Taiwan is exploring different solutions to address the retirement needs of its rapidly aging population, as it could become the world’s first “super-aged society” by 2026

That is not an easy task. President Tsai Ing-wen’s administration tried reducing retirement payouts to military officers in 2018. Military personnel strongly opposed the plan, causing major clashes between protesters and the police in front of the legislative building before the reform came into effect on July 1 in the same year. Tsai's Democratic Progressive Party (DPP) then suffered a huge defeat in local elections a few months later.

Donna Chen, Keystone

The government also intends to let workers invest their voluntary pension contributions in a bid to encourage them to save more for the long-term. At present, employers in Taiwan must contribute 6% of employees’ salary to their pension, while employees can voluntarily contribute up to 6%, or none at all, of their pay. These contributions will all go to BLF’s labour pension funds.  

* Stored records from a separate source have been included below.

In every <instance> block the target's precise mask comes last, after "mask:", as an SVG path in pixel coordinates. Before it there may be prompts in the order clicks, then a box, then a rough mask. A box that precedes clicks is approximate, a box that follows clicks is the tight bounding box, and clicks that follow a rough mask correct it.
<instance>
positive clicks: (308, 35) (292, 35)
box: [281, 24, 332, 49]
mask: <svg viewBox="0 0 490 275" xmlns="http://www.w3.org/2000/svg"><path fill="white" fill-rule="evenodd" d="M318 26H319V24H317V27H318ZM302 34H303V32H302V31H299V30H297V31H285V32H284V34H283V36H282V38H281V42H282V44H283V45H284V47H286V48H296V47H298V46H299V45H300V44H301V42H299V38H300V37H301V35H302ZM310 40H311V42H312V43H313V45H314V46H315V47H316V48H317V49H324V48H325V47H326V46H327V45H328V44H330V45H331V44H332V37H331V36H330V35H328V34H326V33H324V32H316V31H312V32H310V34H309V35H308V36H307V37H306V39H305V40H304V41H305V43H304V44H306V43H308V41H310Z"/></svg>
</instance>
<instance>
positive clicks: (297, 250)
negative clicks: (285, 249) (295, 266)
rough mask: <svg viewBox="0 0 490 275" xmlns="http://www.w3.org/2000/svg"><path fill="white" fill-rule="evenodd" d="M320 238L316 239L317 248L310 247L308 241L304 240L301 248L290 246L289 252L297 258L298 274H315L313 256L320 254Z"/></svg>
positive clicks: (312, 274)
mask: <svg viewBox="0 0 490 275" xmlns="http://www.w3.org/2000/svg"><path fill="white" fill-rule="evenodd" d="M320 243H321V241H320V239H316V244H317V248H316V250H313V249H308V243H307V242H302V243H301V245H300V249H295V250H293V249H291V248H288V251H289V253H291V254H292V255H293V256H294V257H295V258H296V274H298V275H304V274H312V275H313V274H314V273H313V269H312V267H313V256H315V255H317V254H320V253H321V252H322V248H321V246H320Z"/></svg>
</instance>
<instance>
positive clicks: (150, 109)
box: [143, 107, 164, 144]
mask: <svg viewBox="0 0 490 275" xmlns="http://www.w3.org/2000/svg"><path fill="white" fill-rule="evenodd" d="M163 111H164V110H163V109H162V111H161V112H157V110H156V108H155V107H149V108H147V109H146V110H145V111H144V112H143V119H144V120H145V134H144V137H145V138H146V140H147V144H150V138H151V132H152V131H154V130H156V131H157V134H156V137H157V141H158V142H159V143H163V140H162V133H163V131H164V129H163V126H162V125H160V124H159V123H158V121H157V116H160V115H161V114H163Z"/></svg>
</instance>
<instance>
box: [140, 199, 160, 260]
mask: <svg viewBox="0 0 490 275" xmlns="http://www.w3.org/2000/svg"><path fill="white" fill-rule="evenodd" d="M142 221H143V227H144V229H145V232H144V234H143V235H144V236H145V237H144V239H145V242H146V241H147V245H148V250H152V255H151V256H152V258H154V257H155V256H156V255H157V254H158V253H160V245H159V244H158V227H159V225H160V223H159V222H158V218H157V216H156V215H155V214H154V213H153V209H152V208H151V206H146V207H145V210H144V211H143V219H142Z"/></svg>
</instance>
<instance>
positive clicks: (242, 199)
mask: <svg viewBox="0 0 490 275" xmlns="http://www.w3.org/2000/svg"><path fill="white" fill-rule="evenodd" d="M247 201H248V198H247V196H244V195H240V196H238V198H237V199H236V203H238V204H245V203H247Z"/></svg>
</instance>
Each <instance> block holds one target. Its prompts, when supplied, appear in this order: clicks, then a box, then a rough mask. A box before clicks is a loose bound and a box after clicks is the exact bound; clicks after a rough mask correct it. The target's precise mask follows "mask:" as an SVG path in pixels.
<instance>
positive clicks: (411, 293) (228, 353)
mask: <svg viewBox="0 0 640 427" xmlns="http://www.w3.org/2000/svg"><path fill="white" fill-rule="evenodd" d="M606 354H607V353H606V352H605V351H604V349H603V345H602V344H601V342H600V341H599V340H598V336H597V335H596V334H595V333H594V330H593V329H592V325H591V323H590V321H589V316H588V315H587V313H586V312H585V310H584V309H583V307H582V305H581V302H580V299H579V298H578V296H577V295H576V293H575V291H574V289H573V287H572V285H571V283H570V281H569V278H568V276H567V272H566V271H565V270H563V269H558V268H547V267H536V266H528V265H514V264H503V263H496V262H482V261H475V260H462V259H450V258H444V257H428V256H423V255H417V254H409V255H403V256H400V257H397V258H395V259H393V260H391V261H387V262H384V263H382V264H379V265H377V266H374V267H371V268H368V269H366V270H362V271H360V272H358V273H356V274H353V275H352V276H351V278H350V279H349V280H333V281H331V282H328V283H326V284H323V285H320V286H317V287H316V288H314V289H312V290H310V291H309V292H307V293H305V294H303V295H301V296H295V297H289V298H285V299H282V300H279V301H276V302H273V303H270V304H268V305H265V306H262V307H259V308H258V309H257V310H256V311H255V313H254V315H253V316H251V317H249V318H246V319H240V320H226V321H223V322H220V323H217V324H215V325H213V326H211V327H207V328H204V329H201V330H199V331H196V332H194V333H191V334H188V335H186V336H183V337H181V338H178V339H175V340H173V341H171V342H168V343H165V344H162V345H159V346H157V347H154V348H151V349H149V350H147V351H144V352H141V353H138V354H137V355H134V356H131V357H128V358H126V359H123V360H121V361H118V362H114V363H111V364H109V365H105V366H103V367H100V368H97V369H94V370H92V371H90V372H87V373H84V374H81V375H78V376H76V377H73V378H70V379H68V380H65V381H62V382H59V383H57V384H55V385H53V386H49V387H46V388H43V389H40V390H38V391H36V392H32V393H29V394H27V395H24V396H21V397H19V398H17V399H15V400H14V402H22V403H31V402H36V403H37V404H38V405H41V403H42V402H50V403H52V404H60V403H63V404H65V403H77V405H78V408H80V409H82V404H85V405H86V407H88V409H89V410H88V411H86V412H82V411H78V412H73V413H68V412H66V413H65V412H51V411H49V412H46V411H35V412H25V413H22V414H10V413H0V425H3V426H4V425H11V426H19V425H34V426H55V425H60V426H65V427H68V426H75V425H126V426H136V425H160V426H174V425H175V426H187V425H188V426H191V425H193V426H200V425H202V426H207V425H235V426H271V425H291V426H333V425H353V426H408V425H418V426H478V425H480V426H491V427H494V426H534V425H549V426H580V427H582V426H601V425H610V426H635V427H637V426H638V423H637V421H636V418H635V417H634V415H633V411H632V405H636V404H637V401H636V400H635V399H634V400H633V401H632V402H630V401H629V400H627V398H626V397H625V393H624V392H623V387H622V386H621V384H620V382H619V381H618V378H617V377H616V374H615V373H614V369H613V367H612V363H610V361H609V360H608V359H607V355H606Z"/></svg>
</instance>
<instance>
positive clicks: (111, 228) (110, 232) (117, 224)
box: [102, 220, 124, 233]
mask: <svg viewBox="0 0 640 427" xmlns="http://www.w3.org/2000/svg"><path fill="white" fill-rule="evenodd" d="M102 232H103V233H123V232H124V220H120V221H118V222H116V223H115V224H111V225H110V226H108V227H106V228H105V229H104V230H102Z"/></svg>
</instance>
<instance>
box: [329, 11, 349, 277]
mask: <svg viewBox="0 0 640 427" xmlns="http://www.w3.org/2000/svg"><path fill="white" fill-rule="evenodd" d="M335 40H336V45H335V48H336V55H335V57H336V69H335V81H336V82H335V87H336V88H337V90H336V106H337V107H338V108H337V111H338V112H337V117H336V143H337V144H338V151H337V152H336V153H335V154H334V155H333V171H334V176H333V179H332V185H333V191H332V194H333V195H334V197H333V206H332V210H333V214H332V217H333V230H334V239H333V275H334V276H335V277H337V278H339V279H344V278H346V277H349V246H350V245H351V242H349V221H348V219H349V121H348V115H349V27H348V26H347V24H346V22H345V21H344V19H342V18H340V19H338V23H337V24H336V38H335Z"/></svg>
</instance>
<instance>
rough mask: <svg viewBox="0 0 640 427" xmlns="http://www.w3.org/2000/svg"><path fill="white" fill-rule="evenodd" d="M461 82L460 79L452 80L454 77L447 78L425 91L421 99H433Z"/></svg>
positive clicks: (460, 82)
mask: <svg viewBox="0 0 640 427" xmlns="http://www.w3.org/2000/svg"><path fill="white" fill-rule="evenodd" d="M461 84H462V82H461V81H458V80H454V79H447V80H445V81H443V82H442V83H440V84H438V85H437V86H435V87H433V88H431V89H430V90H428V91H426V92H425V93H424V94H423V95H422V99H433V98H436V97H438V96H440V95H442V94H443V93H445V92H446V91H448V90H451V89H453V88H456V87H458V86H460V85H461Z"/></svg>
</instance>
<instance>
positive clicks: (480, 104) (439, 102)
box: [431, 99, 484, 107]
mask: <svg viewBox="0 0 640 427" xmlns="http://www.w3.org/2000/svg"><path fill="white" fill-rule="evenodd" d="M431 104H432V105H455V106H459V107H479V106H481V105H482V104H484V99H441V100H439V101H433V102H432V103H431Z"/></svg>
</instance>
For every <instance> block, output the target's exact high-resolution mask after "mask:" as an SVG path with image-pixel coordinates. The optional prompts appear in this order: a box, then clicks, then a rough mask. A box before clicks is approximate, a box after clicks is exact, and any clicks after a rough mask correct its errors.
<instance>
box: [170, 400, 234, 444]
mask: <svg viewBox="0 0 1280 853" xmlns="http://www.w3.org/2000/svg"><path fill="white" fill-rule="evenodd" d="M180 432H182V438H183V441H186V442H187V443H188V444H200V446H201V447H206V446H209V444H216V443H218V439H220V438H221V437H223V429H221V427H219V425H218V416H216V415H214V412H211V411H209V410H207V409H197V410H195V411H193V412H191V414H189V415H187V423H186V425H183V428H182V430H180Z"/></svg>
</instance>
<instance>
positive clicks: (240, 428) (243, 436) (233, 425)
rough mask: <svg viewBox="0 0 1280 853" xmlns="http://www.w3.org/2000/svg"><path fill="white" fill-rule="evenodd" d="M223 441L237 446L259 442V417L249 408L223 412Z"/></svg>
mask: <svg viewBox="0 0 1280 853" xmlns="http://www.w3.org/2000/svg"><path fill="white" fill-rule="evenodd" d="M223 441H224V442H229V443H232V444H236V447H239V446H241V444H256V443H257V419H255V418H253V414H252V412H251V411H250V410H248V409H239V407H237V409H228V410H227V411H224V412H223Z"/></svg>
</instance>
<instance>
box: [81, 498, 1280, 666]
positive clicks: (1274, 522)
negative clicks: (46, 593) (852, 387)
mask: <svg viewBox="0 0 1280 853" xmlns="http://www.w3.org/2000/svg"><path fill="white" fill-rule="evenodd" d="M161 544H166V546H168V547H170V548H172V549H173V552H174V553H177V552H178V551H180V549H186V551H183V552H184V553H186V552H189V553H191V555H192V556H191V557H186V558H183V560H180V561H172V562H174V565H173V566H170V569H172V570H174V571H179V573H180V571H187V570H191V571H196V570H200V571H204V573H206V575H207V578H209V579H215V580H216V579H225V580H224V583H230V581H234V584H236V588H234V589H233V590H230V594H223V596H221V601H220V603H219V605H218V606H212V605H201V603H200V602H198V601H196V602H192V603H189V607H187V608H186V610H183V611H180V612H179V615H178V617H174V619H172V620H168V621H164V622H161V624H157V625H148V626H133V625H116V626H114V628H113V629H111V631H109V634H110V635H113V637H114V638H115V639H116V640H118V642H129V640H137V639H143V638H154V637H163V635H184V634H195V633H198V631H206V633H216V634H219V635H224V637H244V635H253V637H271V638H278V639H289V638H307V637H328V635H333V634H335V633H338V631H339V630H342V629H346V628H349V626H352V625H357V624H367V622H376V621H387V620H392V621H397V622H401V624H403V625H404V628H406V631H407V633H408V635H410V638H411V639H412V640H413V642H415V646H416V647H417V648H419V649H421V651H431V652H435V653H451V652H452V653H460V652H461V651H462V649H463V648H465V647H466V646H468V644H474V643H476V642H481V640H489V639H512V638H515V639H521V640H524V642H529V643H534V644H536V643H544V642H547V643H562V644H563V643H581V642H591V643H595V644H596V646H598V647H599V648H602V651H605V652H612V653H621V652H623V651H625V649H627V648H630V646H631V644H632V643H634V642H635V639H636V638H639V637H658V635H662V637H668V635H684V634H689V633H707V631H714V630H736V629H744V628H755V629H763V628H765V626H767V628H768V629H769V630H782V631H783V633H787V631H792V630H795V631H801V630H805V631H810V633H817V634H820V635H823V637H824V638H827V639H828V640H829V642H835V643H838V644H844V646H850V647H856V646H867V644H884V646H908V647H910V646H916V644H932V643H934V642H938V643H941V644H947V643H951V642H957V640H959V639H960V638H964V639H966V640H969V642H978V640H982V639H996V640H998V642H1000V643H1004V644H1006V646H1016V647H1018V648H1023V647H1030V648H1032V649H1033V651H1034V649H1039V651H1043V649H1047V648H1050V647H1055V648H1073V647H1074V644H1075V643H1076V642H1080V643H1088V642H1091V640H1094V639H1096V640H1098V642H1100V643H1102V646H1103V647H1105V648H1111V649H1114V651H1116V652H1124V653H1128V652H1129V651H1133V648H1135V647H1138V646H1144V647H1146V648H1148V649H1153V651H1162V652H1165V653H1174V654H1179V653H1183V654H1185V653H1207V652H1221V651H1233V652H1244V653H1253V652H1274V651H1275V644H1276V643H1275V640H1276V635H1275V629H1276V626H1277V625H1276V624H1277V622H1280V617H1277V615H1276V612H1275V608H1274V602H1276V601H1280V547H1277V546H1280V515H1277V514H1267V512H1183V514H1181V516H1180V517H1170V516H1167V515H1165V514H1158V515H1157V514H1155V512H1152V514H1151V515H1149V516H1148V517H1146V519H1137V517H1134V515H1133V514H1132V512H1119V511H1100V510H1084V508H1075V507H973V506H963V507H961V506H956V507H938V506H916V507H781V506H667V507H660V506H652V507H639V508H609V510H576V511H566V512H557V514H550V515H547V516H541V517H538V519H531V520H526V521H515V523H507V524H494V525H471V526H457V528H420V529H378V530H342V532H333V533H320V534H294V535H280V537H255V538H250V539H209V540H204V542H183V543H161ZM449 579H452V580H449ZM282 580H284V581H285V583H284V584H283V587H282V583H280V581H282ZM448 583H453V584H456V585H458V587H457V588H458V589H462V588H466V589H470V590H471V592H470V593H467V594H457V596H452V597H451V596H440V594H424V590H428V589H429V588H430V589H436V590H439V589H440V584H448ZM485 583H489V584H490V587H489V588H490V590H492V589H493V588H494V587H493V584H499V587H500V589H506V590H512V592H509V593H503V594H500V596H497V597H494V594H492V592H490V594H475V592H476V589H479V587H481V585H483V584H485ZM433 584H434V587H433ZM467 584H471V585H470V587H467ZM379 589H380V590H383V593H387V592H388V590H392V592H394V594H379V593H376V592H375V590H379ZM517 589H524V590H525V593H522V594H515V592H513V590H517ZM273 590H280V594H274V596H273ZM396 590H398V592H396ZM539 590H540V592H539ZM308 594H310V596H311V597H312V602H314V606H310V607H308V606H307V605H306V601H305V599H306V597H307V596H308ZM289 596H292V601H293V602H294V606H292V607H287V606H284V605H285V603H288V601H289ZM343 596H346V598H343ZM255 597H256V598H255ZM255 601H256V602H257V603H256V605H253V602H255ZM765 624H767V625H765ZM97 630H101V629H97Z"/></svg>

Under a two-year trial scheme launched in August last year, individual pension savers can choose how to invest their pension savings. Three fund houses – Cathay Site, Capital Fund and Allianz Global Investors – obtained regulatory approval to offer a total of nine target-date and target-risk funds to the participating pension savers under the scheme, who enjoy low management fees of 0.3% to 0.5%.

The scheme allows members to choose the investment funds they want based on their risk profiles, and is expected to attract more pensioners when it is officially up-and-running due to its tax incentives, Donna Chen, founder and president of Taipei-based market research house Keystone Intelligence, told AsianInvestor.  

However, lower-income groups and the younger generation who can barely make ends meet will still be unwilling to save for their retirement. Requiring workers to make mandatory pension contributions should help to fix the pension system in Taiwan, but such a move will likely draw fire from the public, she said.

“Our birth rate is declining. Our population is ageing rapidly. Our population is living longer,” said Liu at BLF. Fixing the situation requires public consensus and understanding, she noted, and that will take time.

“Anything that is less than 10% is considered not that significant in the whole portfolio,” Li previously told AsianInvestor.